Imagem de duas mulheres à beira do abismo Imagem de duas mulheres à beira do abismo
“Minha filha pegou o celular, o post sumiu, mas não adiantou. Eu conheci. Conheci a cabeça dele. Reconheci.”
Rosângela Nascimento

“Isso dói. Comecei a chorar e a passar mal na frente da minha mãe, uma senhora de 95 anos. Acho que, nesse momento, a gente deve ter respeito com as pessoas que morrem e as famílias delas”, completa Rosângela, referindo-se aos que vazaram a foto e aos que a publicaram em redes sociais.

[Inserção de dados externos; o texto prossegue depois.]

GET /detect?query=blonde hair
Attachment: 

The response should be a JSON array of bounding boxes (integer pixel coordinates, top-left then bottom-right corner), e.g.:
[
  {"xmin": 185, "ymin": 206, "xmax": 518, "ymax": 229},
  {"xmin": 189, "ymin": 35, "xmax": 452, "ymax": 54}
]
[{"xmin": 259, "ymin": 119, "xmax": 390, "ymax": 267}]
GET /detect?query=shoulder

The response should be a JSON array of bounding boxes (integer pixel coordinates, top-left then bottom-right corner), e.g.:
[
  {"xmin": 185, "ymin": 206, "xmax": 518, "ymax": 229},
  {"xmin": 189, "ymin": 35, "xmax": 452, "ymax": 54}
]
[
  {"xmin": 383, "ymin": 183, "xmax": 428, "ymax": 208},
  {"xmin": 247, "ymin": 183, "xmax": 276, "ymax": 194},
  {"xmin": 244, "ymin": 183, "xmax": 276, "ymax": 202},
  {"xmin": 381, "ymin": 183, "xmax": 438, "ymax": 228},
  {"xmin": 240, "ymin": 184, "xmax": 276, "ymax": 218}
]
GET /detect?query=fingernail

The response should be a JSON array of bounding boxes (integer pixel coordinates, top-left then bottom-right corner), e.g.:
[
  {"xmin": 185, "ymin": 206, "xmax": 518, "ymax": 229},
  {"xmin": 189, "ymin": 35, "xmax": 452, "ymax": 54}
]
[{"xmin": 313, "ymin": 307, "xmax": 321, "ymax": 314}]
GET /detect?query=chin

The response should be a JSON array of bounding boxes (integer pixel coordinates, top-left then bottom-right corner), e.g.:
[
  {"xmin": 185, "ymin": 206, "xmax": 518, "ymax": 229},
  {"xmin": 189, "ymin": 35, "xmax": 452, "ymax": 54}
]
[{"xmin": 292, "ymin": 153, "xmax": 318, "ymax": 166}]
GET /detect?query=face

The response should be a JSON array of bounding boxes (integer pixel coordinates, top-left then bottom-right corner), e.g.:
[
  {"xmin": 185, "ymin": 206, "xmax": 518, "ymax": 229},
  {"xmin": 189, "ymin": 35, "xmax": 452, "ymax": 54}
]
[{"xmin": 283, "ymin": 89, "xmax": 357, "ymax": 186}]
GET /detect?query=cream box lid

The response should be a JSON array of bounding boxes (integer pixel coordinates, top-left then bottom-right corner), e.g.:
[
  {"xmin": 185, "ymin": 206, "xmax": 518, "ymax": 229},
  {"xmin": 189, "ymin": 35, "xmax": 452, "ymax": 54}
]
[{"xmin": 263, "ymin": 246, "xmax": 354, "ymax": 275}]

Para a família Nascimento, a saudade de João é diária e vem acompanhada do sentimento de revolta.

Três anos depois da queda da ponte, o inquérito apontando os responsáveis não está concluído. O Metrópoles procurou a Polícia Civil do Amazonas e o Governo do estado para saber os motivos da demora. Nenhum dos órgãos respondeu.

O Dnit informou, em nota, que o colapso ocorreu por causas geológicas.

“Foi uma tragédia anunciada, uma tragédia que poderia ter sido evitada. O meu pai não era para ter morrido. Ele era um cara saudável, um homem que estava bem, feliz, que trabalhava.”

João era marido de Rosângela há 35 anos, pai de três mulheres, avô de duas meninas, servidor público e cantor de bolero.